Wednesday, August 5, 2009

Is Obama in a worse position than election day?

That's a question we're going to try to figure out the answer to in our polling for the next month.

His poll numbers are dropping, the media narrative is that he's in trouble, and some Republicans seem to be happy to write his 2012 obituary barely six months into his Presidency.

We've been finding his approval numbers below his election day percentage in most of the states we've polled lately. But our most recent Virginia poll was sort of a Eureka for me.

It was the first time we've cross tested his approval ratings against respondents' self reported 2008 vote and we found that only 5% of people who voted for him disapprove of the job he's doing, equal to the 5% who didn't vote for him that do approve of the job he's doing.

The WaPo wrote a highly anecdotal story today suggesting Obama's losing support among those who voted for him but our scientific data shows there's really not much of that happening.

Most of the polling we're doing right now is in the context of 2009 and 2010 races. Republicans are more energized for those than Democrats at this point, and that's resulting in us finding poor approval numbers for Obama- within those electorates.

If you reweight our Virginia poll today showing Obama's approval at 42/51 to the 2008 electorate though, his approval becomes 50/44. He won the state 52/46...so he's more or less exactly where he was on election day.

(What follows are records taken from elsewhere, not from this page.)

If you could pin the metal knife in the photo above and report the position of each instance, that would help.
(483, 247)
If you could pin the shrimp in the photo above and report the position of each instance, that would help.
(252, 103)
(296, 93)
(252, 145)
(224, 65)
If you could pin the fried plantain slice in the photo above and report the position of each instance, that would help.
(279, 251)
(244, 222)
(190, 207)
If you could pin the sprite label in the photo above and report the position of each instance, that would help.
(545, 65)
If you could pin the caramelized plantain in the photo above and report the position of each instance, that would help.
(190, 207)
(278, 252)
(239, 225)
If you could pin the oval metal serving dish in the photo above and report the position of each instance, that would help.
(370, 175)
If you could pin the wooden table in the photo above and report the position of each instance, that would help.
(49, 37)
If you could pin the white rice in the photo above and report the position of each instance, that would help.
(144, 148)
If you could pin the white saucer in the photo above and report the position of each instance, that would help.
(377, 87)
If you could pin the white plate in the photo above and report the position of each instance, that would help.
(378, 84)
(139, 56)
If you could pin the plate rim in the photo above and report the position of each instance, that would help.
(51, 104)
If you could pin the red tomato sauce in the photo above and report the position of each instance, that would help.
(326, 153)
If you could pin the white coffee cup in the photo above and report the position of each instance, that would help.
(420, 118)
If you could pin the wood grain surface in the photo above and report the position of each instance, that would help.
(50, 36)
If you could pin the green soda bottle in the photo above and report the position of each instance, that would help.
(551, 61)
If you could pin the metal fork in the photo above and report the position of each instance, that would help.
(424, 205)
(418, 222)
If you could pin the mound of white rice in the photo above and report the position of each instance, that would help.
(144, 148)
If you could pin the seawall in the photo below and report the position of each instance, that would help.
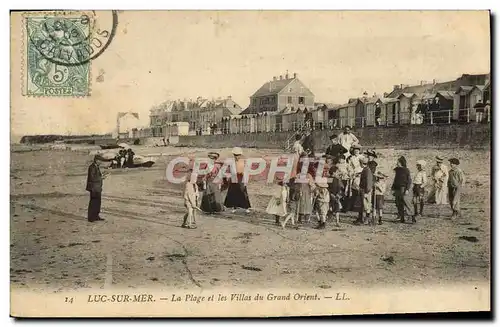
(471, 136)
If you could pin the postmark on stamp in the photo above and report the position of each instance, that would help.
(59, 50)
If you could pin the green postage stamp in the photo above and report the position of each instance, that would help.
(57, 55)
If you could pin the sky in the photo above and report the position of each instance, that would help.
(167, 55)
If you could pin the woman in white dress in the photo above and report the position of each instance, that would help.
(439, 190)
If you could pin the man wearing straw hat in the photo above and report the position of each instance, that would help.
(419, 182)
(94, 186)
(347, 139)
(440, 173)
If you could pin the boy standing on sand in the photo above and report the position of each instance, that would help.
(380, 189)
(322, 201)
(456, 182)
(191, 196)
(419, 182)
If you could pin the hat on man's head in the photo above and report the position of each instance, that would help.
(213, 155)
(237, 151)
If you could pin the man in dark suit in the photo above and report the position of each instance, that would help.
(335, 149)
(308, 143)
(94, 186)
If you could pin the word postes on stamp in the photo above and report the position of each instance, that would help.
(59, 49)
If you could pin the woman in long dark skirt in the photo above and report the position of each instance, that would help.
(237, 195)
(211, 201)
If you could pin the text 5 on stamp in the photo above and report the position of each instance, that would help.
(59, 48)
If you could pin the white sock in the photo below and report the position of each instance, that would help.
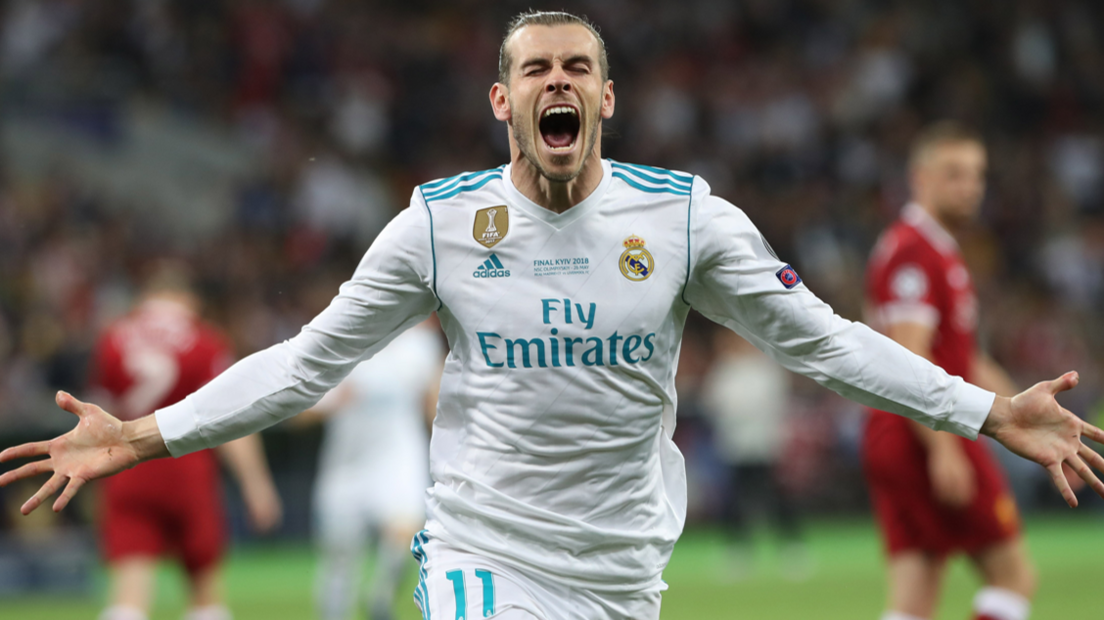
(123, 612)
(209, 612)
(999, 602)
(899, 616)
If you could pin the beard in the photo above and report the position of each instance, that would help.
(522, 136)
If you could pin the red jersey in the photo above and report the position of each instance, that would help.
(155, 356)
(152, 357)
(916, 274)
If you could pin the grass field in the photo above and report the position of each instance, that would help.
(275, 581)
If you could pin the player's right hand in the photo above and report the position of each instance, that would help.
(95, 448)
(952, 474)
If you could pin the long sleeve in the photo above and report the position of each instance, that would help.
(736, 280)
(391, 290)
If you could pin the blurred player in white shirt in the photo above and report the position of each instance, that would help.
(373, 471)
(746, 396)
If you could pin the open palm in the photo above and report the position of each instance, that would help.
(95, 448)
(1036, 427)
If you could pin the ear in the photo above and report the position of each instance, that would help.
(500, 102)
(607, 99)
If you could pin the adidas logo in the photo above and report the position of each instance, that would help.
(491, 268)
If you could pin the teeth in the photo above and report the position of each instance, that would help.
(558, 109)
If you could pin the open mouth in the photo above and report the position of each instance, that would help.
(559, 126)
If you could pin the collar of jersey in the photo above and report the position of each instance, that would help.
(558, 221)
(932, 231)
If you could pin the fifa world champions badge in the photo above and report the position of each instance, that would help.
(491, 225)
(636, 263)
(788, 277)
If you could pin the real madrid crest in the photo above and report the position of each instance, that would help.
(491, 225)
(636, 263)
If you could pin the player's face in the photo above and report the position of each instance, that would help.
(952, 181)
(555, 99)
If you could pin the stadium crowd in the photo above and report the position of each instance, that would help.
(799, 111)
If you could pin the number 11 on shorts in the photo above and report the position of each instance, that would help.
(462, 601)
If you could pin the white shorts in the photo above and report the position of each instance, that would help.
(457, 585)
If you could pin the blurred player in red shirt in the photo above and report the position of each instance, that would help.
(154, 356)
(935, 493)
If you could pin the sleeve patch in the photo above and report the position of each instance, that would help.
(788, 277)
(909, 284)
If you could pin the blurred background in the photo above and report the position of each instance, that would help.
(267, 141)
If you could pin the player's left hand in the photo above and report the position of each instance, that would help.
(1036, 427)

We're going to start doing the Obama approval by 2008 vote crosstabbing in all of our polls to see if this trend continues, but it looks to me like Obama's popular with those who voted for him and not with those who didn't. I'm not sure that really suggests a weak position for him- it certainly didn't seem weak when that level of support translated to 365 electoral votes!

Some people who didn't vote for Obama may have expressed approval for him in the early days of his term because they felt like they needed to give a new President a chance, but the reality is that Obama is setting out to do what he said he was going to do when he got elected, so if you didn't like what you heard last fall you inevitably were going to end up not liking what you heard when he started governing. The higher levels of approval he initially showed, particularly from Republicans, were inevitable going to fall.

If Obama really starts bleeding 2008 supporters he'll be in trouble but I don't really sense that to be the case right now.